Some of you following my micro-blogging on Twitter might already know about it: In the last few months I have been busy developing a new application. What initially just started out as a re-write of the user interface of Quasar Media Player has turned into a completely new application called QuasarMX. It is based on the very core of Quasar Media Player but stripped of all the legacy and third-party code. The completely new UI is based on Qt Quick / QML, a new technology which simplicity and elegance I fell in love with over the past year. For me QuasarMX also marks the start of two experiments:
1. How many platforms and operating systems can I port my app to?
2. Is there any commercial viability at all in publishing the software to various app stores (Nokia Ovi store, Android Market etc.) ?
The first experiment is important to me. Now that Nokia put the Qt project into open governance, the Qt community has the unique opportunity to extend primary platform support to Android, iOS and possibly even Windows Phone 7, thus extending the possible market cap and audience for mobile apps based on Qt dramatically. This experiment is largely about experiencing first hand what changes are required to get my application running on these platforms and as a matter of fact what needs to be done in projects like Necessitas (Qt on Android) to make that goal happen.

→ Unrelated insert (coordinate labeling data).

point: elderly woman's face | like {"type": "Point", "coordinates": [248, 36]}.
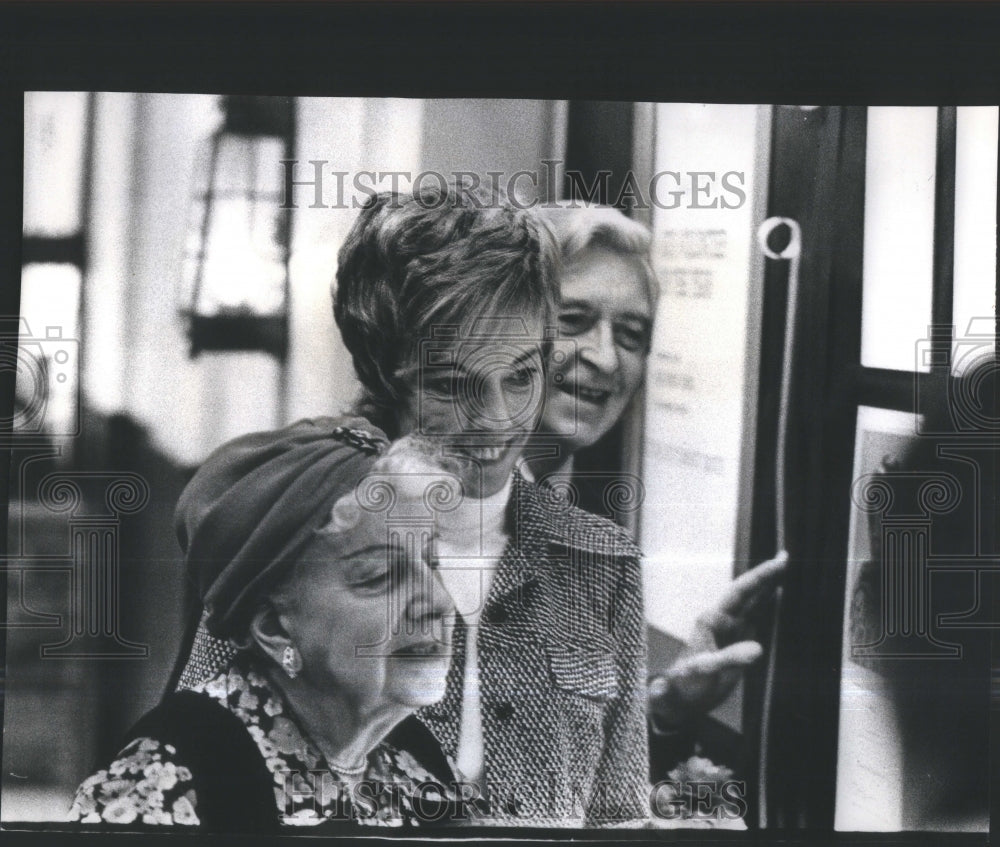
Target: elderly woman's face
{"type": "Point", "coordinates": [371, 620]}
{"type": "Point", "coordinates": [606, 310]}
{"type": "Point", "coordinates": [481, 391]}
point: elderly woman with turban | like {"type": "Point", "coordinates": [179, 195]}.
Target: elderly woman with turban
{"type": "Point", "coordinates": [445, 300]}
{"type": "Point", "coordinates": [341, 631]}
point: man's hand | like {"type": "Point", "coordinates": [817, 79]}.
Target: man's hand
{"type": "Point", "coordinates": [711, 664]}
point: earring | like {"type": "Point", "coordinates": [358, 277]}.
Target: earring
{"type": "Point", "coordinates": [291, 662]}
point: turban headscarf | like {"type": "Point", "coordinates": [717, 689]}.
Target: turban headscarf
{"type": "Point", "coordinates": [257, 501]}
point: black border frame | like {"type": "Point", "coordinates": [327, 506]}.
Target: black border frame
{"type": "Point", "coordinates": [929, 53]}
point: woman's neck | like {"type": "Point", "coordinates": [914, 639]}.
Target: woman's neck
{"type": "Point", "coordinates": [343, 735]}
{"type": "Point", "coordinates": [546, 465]}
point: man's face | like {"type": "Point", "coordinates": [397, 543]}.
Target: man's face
{"type": "Point", "coordinates": [479, 388]}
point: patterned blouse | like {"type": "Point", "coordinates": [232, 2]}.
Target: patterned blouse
{"type": "Point", "coordinates": [148, 784]}
{"type": "Point", "coordinates": [562, 664]}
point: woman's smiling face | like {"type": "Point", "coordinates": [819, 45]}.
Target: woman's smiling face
{"type": "Point", "coordinates": [479, 395]}
{"type": "Point", "coordinates": [606, 310]}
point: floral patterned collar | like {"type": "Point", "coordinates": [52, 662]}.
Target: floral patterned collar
{"type": "Point", "coordinates": [306, 789]}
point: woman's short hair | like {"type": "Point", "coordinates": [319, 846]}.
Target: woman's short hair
{"type": "Point", "coordinates": [438, 257]}
{"type": "Point", "coordinates": [578, 227]}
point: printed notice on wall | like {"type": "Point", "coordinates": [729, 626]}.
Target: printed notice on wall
{"type": "Point", "coordinates": [694, 429]}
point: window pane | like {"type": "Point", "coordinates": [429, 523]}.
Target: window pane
{"type": "Point", "coordinates": [870, 754]}
{"type": "Point", "coordinates": [695, 429]}
{"type": "Point", "coordinates": [899, 235]}
{"type": "Point", "coordinates": [914, 702]}
{"type": "Point", "coordinates": [54, 133]}
{"type": "Point", "coordinates": [975, 234]}
{"type": "Point", "coordinates": [48, 361]}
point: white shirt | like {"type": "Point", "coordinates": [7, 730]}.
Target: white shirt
{"type": "Point", "coordinates": [470, 542]}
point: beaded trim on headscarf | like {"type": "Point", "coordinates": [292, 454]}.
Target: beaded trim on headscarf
{"type": "Point", "coordinates": [210, 655]}
{"type": "Point", "coordinates": [360, 439]}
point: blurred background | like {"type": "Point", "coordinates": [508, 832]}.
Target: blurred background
{"type": "Point", "coordinates": [178, 253]}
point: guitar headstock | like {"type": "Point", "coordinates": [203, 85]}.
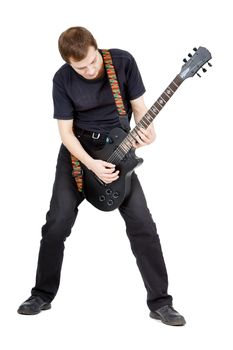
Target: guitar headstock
{"type": "Point", "coordinates": [196, 62]}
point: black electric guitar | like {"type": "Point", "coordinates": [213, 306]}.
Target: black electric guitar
{"type": "Point", "coordinates": [120, 151]}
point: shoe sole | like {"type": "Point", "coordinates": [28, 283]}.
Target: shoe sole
{"type": "Point", "coordinates": [27, 312]}
{"type": "Point", "coordinates": [157, 317]}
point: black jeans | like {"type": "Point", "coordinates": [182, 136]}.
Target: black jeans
{"type": "Point", "coordinates": [140, 228]}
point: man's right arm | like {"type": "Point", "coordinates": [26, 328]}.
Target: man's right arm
{"type": "Point", "coordinates": [104, 170]}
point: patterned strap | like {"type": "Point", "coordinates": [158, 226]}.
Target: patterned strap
{"type": "Point", "coordinates": [77, 170]}
{"type": "Point", "coordinates": [113, 82]}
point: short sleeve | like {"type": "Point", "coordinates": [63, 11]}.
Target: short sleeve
{"type": "Point", "coordinates": [63, 106]}
{"type": "Point", "coordinates": [135, 86]}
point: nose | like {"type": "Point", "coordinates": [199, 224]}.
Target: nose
{"type": "Point", "coordinates": [90, 70]}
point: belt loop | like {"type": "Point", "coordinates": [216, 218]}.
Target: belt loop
{"type": "Point", "coordinates": [94, 136]}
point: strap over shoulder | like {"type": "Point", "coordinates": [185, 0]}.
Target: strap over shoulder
{"type": "Point", "coordinates": [115, 89]}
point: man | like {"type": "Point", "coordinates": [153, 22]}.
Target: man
{"type": "Point", "coordinates": [85, 109]}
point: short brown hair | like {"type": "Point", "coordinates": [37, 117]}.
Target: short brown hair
{"type": "Point", "coordinates": [75, 42]}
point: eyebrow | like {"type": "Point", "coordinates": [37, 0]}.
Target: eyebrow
{"type": "Point", "coordinates": [86, 66]}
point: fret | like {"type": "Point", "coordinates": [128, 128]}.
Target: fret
{"type": "Point", "coordinates": [164, 97]}
{"type": "Point", "coordinates": [146, 120]}
{"type": "Point", "coordinates": [173, 82]}
{"type": "Point", "coordinates": [154, 110]}
{"type": "Point", "coordinates": [158, 107]}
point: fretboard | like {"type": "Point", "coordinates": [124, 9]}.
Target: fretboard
{"type": "Point", "coordinates": [146, 120]}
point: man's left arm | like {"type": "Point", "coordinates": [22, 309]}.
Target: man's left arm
{"type": "Point", "coordinates": [145, 137]}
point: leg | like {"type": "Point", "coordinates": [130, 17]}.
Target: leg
{"type": "Point", "coordinates": [145, 245]}
{"type": "Point", "coordinates": [59, 221]}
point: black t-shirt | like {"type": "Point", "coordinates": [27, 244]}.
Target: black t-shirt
{"type": "Point", "coordinates": [90, 103]}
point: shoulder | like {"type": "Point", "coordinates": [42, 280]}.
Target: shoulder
{"type": "Point", "coordinates": [119, 54]}
{"type": "Point", "coordinates": [63, 73]}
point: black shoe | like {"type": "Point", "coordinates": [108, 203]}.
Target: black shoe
{"type": "Point", "coordinates": [168, 315]}
{"type": "Point", "coordinates": [33, 306]}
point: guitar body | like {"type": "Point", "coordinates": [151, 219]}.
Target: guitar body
{"type": "Point", "coordinates": [107, 197]}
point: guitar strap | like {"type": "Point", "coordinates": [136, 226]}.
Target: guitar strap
{"type": "Point", "coordinates": [123, 118]}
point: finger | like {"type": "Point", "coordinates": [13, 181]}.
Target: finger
{"type": "Point", "coordinates": [109, 165]}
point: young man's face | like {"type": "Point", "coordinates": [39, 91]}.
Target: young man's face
{"type": "Point", "coordinates": [91, 67]}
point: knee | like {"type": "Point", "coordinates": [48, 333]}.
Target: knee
{"type": "Point", "coordinates": [58, 225]}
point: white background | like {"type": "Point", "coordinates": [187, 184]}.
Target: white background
{"type": "Point", "coordinates": [186, 175]}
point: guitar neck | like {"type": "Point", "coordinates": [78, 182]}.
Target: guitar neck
{"type": "Point", "coordinates": [157, 106]}
{"type": "Point", "coordinates": [148, 118]}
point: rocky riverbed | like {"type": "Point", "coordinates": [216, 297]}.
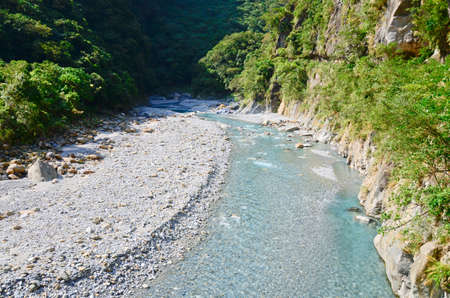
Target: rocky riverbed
{"type": "Point", "coordinates": [110, 223]}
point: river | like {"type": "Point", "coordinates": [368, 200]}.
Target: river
{"type": "Point", "coordinates": [282, 228]}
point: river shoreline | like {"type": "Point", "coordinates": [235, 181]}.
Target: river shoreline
{"type": "Point", "coordinates": [108, 232]}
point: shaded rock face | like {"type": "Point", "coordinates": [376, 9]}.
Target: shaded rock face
{"type": "Point", "coordinates": [41, 171]}
{"type": "Point", "coordinates": [397, 27]}
{"type": "Point", "coordinates": [405, 272]}
{"type": "Point", "coordinates": [398, 263]}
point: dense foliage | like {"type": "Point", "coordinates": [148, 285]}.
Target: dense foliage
{"type": "Point", "coordinates": [372, 88]}
{"type": "Point", "coordinates": [60, 58]}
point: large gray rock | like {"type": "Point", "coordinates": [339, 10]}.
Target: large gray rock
{"type": "Point", "coordinates": [398, 263]}
{"type": "Point", "coordinates": [397, 27]}
{"type": "Point", "coordinates": [41, 171]}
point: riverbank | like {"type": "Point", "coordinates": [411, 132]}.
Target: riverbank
{"type": "Point", "coordinates": [112, 226]}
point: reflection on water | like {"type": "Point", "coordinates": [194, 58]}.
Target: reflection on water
{"type": "Point", "coordinates": [281, 229]}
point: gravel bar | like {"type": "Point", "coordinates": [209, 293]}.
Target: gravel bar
{"type": "Point", "coordinates": [108, 233]}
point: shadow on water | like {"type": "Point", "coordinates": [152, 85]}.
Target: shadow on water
{"type": "Point", "coordinates": [281, 229]}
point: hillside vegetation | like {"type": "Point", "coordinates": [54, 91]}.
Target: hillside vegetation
{"type": "Point", "coordinates": [393, 90]}
{"type": "Point", "coordinates": [60, 60]}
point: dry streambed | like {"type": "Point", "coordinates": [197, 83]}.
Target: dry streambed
{"type": "Point", "coordinates": [132, 200]}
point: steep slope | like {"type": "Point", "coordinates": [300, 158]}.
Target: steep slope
{"type": "Point", "coordinates": [371, 77]}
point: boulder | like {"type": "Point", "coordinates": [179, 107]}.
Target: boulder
{"type": "Point", "coordinates": [41, 171]}
{"type": "Point", "coordinates": [397, 27]}
{"type": "Point", "coordinates": [15, 169]}
{"type": "Point", "coordinates": [398, 262]}
{"type": "Point", "coordinates": [292, 129]}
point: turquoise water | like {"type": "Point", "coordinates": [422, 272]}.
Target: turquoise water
{"type": "Point", "coordinates": [281, 228]}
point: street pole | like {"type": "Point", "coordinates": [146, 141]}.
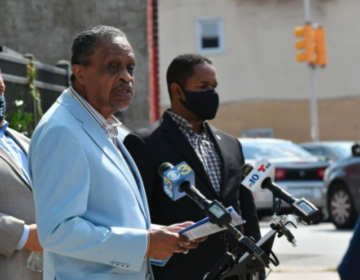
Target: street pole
{"type": "Point", "coordinates": [314, 126]}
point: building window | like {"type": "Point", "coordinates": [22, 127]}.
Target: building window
{"type": "Point", "coordinates": [210, 35]}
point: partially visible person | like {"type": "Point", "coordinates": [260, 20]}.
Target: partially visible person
{"type": "Point", "coordinates": [18, 231]}
{"type": "Point", "coordinates": [349, 268]}
{"type": "Point", "coordinates": [91, 207]}
{"type": "Point", "coordinates": [183, 134]}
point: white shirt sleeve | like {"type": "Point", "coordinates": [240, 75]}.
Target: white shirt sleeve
{"type": "Point", "coordinates": [24, 238]}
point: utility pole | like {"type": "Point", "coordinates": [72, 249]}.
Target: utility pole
{"type": "Point", "coordinates": [314, 124]}
{"type": "Point", "coordinates": [314, 54]}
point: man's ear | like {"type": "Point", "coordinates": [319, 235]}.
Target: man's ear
{"type": "Point", "coordinates": [78, 71]}
{"type": "Point", "coordinates": [176, 91]}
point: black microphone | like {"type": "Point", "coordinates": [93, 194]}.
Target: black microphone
{"type": "Point", "coordinates": [218, 214]}
{"type": "Point", "coordinates": [268, 184]}
{"type": "Point", "coordinates": [302, 208]}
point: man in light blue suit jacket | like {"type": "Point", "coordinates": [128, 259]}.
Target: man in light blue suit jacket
{"type": "Point", "coordinates": [91, 209]}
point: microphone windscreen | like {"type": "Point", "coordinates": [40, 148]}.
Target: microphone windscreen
{"type": "Point", "coordinates": [164, 167]}
{"type": "Point", "coordinates": [246, 169]}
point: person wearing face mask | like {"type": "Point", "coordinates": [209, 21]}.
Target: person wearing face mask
{"type": "Point", "coordinates": [183, 134]}
{"type": "Point", "coordinates": [18, 231]}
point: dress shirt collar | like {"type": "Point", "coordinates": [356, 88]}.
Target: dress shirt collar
{"type": "Point", "coordinates": [3, 129]}
{"type": "Point", "coordinates": [107, 125]}
{"type": "Point", "coordinates": [183, 123]}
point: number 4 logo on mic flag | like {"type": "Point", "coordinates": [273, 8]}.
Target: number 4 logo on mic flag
{"type": "Point", "coordinates": [262, 170]}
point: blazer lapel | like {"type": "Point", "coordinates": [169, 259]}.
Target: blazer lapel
{"type": "Point", "coordinates": [137, 177]}
{"type": "Point", "coordinates": [177, 138]}
{"type": "Point", "coordinates": [8, 133]}
{"type": "Point", "coordinates": [8, 158]}
{"type": "Point", "coordinates": [102, 141]}
{"type": "Point", "coordinates": [223, 154]}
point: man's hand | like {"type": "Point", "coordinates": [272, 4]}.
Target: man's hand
{"type": "Point", "coordinates": [33, 243]}
{"type": "Point", "coordinates": [166, 241]}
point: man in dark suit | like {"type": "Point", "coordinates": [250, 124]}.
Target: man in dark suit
{"type": "Point", "coordinates": [183, 134]}
{"type": "Point", "coordinates": [18, 230]}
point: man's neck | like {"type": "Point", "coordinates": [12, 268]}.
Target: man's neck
{"type": "Point", "coordinates": [197, 124]}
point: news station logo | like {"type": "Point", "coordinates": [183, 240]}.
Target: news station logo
{"type": "Point", "coordinates": [173, 175]}
{"type": "Point", "coordinates": [256, 177]}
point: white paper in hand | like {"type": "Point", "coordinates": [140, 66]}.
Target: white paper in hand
{"type": "Point", "coordinates": [205, 227]}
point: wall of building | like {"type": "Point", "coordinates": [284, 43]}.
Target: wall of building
{"type": "Point", "coordinates": [46, 29]}
{"type": "Point", "coordinates": [257, 71]}
{"type": "Point", "coordinates": [338, 118]}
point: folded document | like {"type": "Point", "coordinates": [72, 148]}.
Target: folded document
{"type": "Point", "coordinates": [203, 228]}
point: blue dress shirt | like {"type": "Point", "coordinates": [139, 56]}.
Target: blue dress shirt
{"type": "Point", "coordinates": [21, 160]}
{"type": "Point", "coordinates": [14, 150]}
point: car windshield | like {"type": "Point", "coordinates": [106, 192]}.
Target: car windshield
{"type": "Point", "coordinates": [258, 150]}
{"type": "Point", "coordinates": [343, 149]}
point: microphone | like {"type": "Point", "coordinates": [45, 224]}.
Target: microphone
{"type": "Point", "coordinates": [173, 176]}
{"type": "Point", "coordinates": [177, 185]}
{"type": "Point", "coordinates": [261, 176]}
{"type": "Point", "coordinates": [179, 181]}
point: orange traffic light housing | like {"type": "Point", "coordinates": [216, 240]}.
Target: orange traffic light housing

As for the second experiment I am actually just interested in getting to know the mechanics of the various app stores. I am pretty confident that there is little to no money to be made from yet another music player app. Yet, it is still interesting to see what happens, what works and what not, especially in regards to future apps.
In July Nokia accepted my application and invited me into the Qt Ambassador program. As part of this program Nokia loaned a N950 developer device to me, which I extensively used to develop and test the Harmattan UI for QuasarMX. The new user interface is very much inspired by the simplicity of the MeeGo Harmattan Swipe UI.